O medo e a fé – Neste milagre, Jesus se revela como o Senhor que domina as forças da natureza. Impossível crer nele e ainda ter medo de uma criatura, por mais poderosa e temível possa ser.
35Naquele dia, ao cair da tarde, Jesus disse a seus discípulos: “Vamos para a outra margem!” 36Eles despediram a multidão e levaram Jesus consigo, assim como estava na barca. Havia ainda outras barcas com ele. 37Começou a soprar uma ventania muito forte e as ondas se lançavam dentro da barca, de modo que a barca já começava a se encher.38Jesus estava na parte de trás, dormindo sobre um travesseiro. Os discípulos o acordaram e disseram: “Mestre, estamos perecendo e tu não te importas?” 39Ele se levantou e ordenou ao vento e ao mar: “Silêncio! Cala-te!” O vento cessou e houve uma grande calmaria. 40Então Jesus perguntou aos discípulos: “Por que sois tão medrosos? Ainda não tendes fé?” 41Eles sentiram um grande medo e diziam uns aos outros: “Quem é este, a quem até o vento e o mar obedecem?”
Vamos para a outra margem!
A expressão “outra margem” é simbólica em toda a literatura cristã. As pessoas estão como sobre margem opostas de um grande rio ou de um lago, acena-se com a mão, chama-se, vê a mesma água, mas de lados diferentes.
A metáfora exprime a dupla atitude diante da vida: superficial e espiritual. A atitude espiritual está fundada sobre a inversão de valores que começa o discurso da montanha, as oito bem aventuranças (Mt 5,1ss). Os santos se contradistinguem dos outros justamente por amar e buscar coisas diferentes dos outros, demonstram-no também externamente, até mesmo com as roupas que usam. Santo Inácio de Loyola deseja que esta oposição se veja, sobretudo, no modo de pensar, na rejeição de critérios mundanos e superficiais.
A mentalidade de Cristo é diferente da mentalidade do mundo. Para adquiri-la é necessário abandonar a nossa margem, ou seja o egoísmo, e passar para a outra margem, a da caridade.
Começou a soprar uma ventania muito forte
A tempestade irrompe quando no ar existe uma grande salto de temperatura. É a tentativa natural de reequilibrar as correntes quentes e aquelas frias.
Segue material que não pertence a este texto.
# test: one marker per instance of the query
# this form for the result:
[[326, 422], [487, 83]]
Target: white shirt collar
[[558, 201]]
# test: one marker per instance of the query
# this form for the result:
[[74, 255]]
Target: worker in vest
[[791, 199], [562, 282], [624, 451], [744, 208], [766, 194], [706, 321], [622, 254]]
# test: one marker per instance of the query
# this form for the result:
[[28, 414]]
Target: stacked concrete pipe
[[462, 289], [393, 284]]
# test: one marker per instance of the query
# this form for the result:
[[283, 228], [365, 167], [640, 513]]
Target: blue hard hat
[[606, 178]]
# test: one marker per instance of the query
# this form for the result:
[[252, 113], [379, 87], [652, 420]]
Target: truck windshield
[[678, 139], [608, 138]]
Entre a mentalidade do mundo e de Cristo existem, em sentido metafórico, grandes diferenças de temperatura, e quem espiritualmente passa de uma margem para outra é atingido por uma grande tempestade. Freqüentemente nasce como um turbamento interior, uma inquietude. Santo Agostinho nas suas “Confissões” descreve muito bem este estado e as dificuldades da sua conversão. Mesmo se a muito tempo tenha intuído a verdade divina, nele haviam muitíssimas resistências em começar uma vida nova. Ele conta: “Os meus hábitos mundanos e os meus prazeres me atacavam e gritavam: Como viverás sem nós?”
Todos tem medo da mudança radical que comporta a vida em Cristo. Mas são tempestades que antes de nós muitos viveram e superaram-nas. Santo Agostinho encontrou a paz justamente dizendo a si mesmo: “Se tantos homens e tantas mulheres mudaram, tu também não podes conseguir, Agostinho?”
Ele estava na parte de trás, dormindo sobre um travesseiro
A imagem de Cristo que dorme em meio à tempestade é o símbolo da nossa desolação. Quando na nossa vida as forças do mal se enfurecem contra nós, parece-nos que Deus esteja distante, indiferente, dormente. Nos salmos encontramos muitas vezes a invocação: “Senhor, desperta!” Se trata evidentemente de um antropomorfismo : Deus não pode dormir, é a nossa fé nEle que se adormenta. São momentos de grande provação espiritual. Somos tentados em considerar como única realidade o que vemos e sentimos, e irreal o que está fora da nossa consciência e capacidade psicológica.
Mas Deus, a sua graça, a sua força, superam todo o nosso conhecimento humano, a nossa psicologia, os nossos sentimentos. Por isto, às vezes, temos a impressão que Deus se ausente, que Cristo durma, e o incitamos a despertar. Nestes casos a única coisa a fazer é rezar, diz Santo Agostino, para que desperte a nossa Fe nEle que sempre vela por nós.
Tomáš Špidlík
Oração
Senhor, nosso Deus, nas vida as vezes nos sentimos como um barco ao fragor das ondas, e tu pareces dormir. Liberta-nos do medo e reforça a nossa fé, para que possamos viver com serenidade, confiantes naquele em que obedecem o vento e o mar e que intercede por nós pelos séculos dos séculos.